Disons que l'approche de Carsen est plus intellectuelle, là où celle de Chéreau est plus
physique. Il n'en reste pas moins que son travail touche au cœur de l'ouvrage en jouant d'un
bout à l'autre l'unité de lieu, dans ce décor de briques oppressant conçu par Radu Boruzescu et
formidablement éclairé par Peter van Praet. Les prisonniers se ressemblent tous, dans cette
machine à broyer les identités, ne se détachant de la masse que pour leurs récits successifs: la
relative froideur ressentie est le corollaire de cette vie déshumanisée.
« Le chef slovène, Marko Letonja, n'a pas son pareil pour éclaircir les partitions les plus
complexes, et celle-ci n'est certes pas la plus simple »

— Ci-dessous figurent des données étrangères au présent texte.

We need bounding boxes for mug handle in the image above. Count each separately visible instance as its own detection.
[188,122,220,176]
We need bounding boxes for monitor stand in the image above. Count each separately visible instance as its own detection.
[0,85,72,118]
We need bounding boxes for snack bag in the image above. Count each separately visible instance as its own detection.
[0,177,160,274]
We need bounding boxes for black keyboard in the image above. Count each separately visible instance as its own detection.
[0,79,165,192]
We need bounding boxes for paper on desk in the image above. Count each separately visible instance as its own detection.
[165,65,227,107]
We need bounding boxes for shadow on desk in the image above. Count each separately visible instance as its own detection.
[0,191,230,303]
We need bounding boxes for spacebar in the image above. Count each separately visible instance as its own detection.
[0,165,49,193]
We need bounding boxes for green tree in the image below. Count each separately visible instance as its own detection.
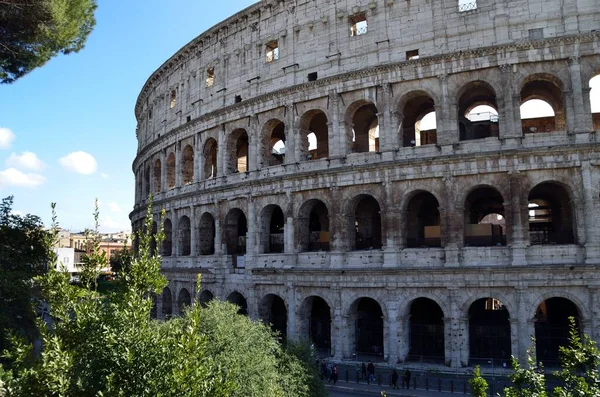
[469,365,488,397]
[0,0,97,83]
[0,196,52,351]
[0,201,326,397]
[554,317,600,397]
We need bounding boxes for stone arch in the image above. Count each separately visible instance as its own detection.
[348,194,383,250]
[227,291,248,316]
[404,190,442,248]
[162,218,173,256]
[468,297,512,364]
[520,73,567,133]
[464,185,508,247]
[198,289,215,307]
[202,138,219,179]
[296,199,331,252]
[348,297,385,361]
[181,145,194,185]
[177,215,192,256]
[198,212,216,255]
[161,287,173,318]
[166,152,177,189]
[260,204,286,254]
[457,80,500,141]
[177,288,192,316]
[227,128,251,174]
[223,208,248,255]
[258,294,288,340]
[534,295,583,366]
[407,297,445,362]
[528,181,577,245]
[398,89,437,147]
[152,159,162,193]
[299,109,329,160]
[261,119,287,167]
[299,295,332,357]
[346,99,379,153]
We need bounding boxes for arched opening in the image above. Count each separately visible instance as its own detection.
[228,128,250,173]
[300,110,329,160]
[178,216,192,256]
[223,208,248,255]
[177,288,192,316]
[167,152,175,189]
[161,287,173,319]
[350,102,379,153]
[202,138,218,179]
[261,205,285,254]
[469,298,512,366]
[258,294,287,340]
[350,298,384,361]
[406,192,442,248]
[143,166,151,199]
[227,291,248,316]
[465,187,506,247]
[458,81,499,141]
[262,119,286,167]
[198,212,215,255]
[298,199,330,252]
[300,296,331,357]
[162,218,173,256]
[407,298,445,363]
[198,289,215,307]
[153,159,162,193]
[350,194,382,250]
[401,91,437,147]
[520,74,567,134]
[181,145,194,185]
[590,74,600,131]
[535,298,581,366]
[528,182,575,244]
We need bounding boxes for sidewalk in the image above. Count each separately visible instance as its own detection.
[325,380,470,397]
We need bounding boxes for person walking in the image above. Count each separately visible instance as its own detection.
[392,368,398,389]
[402,368,410,389]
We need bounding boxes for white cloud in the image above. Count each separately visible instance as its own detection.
[0,168,46,188]
[0,128,15,149]
[58,151,98,175]
[6,152,46,171]
[107,201,121,212]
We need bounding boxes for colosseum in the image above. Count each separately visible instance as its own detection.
[131,0,600,368]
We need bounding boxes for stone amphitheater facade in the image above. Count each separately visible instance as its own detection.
[131,0,600,367]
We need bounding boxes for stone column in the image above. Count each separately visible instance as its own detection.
[175,142,182,187]
[160,149,168,192]
[569,56,593,133]
[581,161,600,265]
[190,205,198,257]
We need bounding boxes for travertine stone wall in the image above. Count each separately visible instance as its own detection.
[131,0,600,367]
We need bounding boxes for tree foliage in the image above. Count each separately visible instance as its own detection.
[0,0,97,83]
[3,201,326,397]
[0,196,52,351]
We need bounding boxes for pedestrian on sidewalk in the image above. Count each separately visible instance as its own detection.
[392,368,398,389]
[402,368,410,389]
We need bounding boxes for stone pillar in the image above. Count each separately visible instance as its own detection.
[383,302,399,364]
[160,149,169,192]
[285,105,299,164]
[190,205,198,257]
[574,161,600,265]
[569,56,593,133]
[175,142,182,187]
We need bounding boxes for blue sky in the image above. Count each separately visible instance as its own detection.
[0,0,600,231]
[0,0,255,231]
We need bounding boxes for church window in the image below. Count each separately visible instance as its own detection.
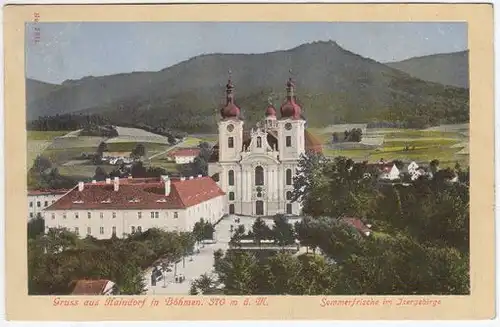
[255,200,264,216]
[255,166,264,185]
[286,169,292,185]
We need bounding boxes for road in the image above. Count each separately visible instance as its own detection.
[144,216,282,295]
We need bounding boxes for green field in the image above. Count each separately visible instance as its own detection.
[27,131,68,141]
[316,124,469,167]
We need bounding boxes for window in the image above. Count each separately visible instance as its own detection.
[286,169,292,185]
[255,200,264,216]
[255,166,264,185]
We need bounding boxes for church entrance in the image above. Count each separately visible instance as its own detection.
[255,200,264,216]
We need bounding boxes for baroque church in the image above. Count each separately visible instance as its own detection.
[208,74,322,216]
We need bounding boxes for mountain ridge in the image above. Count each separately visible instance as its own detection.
[27,41,468,131]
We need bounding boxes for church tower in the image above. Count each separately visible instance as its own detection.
[219,73,243,162]
[277,77,306,161]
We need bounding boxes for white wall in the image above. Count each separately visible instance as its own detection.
[175,156,196,165]
[45,196,226,239]
[27,194,64,219]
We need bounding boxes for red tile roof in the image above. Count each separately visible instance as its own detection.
[45,177,225,210]
[168,148,200,157]
[341,217,371,234]
[71,279,109,295]
[28,189,69,196]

La difficulté, ce n'est pas non plus ce qui fait reculer le chef Marko Letonja, autre atout maître
de cette production de qualité. Décidément, le chef slovène n'a pas son pareil pour éclaircir les
partitions les plus complexes, et celle-ci n'est certes pas la plus simple. Il le fait en jouant la
transparence tout en trouvant dans la fosse l'équivalent de la tension provoquée par la mise en
scène. Il le fait aussi sans masquer le fait que Janacek place l'Orchestre philharmonique de
Strasbourg face à ses limites, voire à ses débandades (la trompette!): cela fait aussi partie du
travail de directeur musical d'appuyer là où ça fait mal. Le chœur est un peu prudent, mais la
distribution homogène, d'où émergent l'impressionnant Martin Barta, le très digne Nicolas
Cavallier, l'intense Andreas Jäggi et le touchant Pascal Charbonneau dans un rôle
habituellement travesti, achevant d'en faire un opéra exclusivement masculin.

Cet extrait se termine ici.